In case you missed it, Dan O’Brien put the underlying situation with regard to the promissory notes rather well.

“To see why consider the context in which they were issued in 2010. Then the government needed tens of billions of euro to shore up Anglo Irish Bank and Irish Nationwide. But there was no prospect that the State could borrow such sums in the normal manner – by selling bonds to investors. Instead of selling bonds and using the cash raised to pay off the bondholders, it simply gave bonds to the rotten banks (calling them promissory notes).

This manoeuvre allowed the nationalised banks to use the notes as collateral to borrow from the central bank system. One does not have to be an ultra-orthodox Teutonic central banker to see that this is back-door financing of one branch of government by another.

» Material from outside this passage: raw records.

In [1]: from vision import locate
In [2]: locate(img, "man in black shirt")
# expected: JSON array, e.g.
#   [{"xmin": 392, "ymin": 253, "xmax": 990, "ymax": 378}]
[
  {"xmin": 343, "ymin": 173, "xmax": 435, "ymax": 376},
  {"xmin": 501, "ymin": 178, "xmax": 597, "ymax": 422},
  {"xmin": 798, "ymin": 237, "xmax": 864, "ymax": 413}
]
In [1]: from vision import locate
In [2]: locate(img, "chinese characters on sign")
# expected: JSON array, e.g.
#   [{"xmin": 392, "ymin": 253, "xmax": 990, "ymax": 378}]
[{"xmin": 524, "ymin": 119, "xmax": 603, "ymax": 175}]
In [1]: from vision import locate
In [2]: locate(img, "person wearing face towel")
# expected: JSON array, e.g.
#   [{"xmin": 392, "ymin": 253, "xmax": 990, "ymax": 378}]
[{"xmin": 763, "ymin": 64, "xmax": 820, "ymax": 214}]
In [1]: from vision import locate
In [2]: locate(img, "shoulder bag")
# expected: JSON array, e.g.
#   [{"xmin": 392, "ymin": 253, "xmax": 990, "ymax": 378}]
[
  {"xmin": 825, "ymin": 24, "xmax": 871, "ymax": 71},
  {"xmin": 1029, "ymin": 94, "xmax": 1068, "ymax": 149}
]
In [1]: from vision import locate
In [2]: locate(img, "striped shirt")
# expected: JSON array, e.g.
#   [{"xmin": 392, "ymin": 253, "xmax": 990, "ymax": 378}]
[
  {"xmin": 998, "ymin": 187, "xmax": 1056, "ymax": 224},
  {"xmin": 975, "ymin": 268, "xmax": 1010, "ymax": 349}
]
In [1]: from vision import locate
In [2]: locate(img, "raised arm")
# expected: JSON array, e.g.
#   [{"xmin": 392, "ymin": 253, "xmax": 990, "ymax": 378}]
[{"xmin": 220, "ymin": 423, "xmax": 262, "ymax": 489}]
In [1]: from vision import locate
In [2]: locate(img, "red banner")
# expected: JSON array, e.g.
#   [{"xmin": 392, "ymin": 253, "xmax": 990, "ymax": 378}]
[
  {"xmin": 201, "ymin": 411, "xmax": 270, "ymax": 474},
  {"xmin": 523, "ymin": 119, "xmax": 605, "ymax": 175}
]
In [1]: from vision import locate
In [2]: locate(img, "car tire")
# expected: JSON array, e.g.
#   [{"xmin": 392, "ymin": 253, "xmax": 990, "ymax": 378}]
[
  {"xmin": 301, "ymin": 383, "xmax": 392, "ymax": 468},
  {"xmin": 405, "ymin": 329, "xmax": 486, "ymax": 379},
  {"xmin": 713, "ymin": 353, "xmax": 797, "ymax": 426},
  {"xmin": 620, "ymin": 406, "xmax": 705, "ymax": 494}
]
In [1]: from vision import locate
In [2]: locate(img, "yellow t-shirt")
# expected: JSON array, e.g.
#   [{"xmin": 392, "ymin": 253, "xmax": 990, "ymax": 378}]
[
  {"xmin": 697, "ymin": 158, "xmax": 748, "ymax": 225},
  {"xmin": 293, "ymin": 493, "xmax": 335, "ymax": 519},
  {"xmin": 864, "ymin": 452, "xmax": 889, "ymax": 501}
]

If the ECB was to delete some of Ireland’s debts at the click of a button, as some people advocate, it would not be long before other governments started issuing promissory notes and looking to Frankfurt for some monetising magic. Having the ECB make an exception for Ireland may seem appealing, but it could never be justified by a central bank serious about preserving the currency.”

The ECB is a serious body. To my knowledge, no other notes of the kind issued by the Irish government – now long-term bonds under the deal agreed – exist.

The following article by Fintan O’Toole is another illustration of a fundemental misreading of the inter-governmental relations that are decisive in this, and other areas.

https://www.irishtimes.com/opinion/fintan-o-toole-syriza-s-way-or-frankfurt-s-way-there-s-only-one-answer-for-ireland-1.2071506

By the way, I omitted to mention the other concessions with regard to the actual bailout funded by the other countries of the EZ (and the UK and Sweden), an omission which FOT corrects, even if he also denies any credit to the Irish government (which, in logic, he would also have deny to the Portuguese and Spanish governments).

@ Tull

the chermans are taking the p insisting on no risk sharing in QE while taking the lovely piggy discount for their exports.

the CHF will prolly go under parity unless 1 is the new SNB cap.
A new DM could appreciate by a good bit more than 20% if the EZ remains in the managed depression state.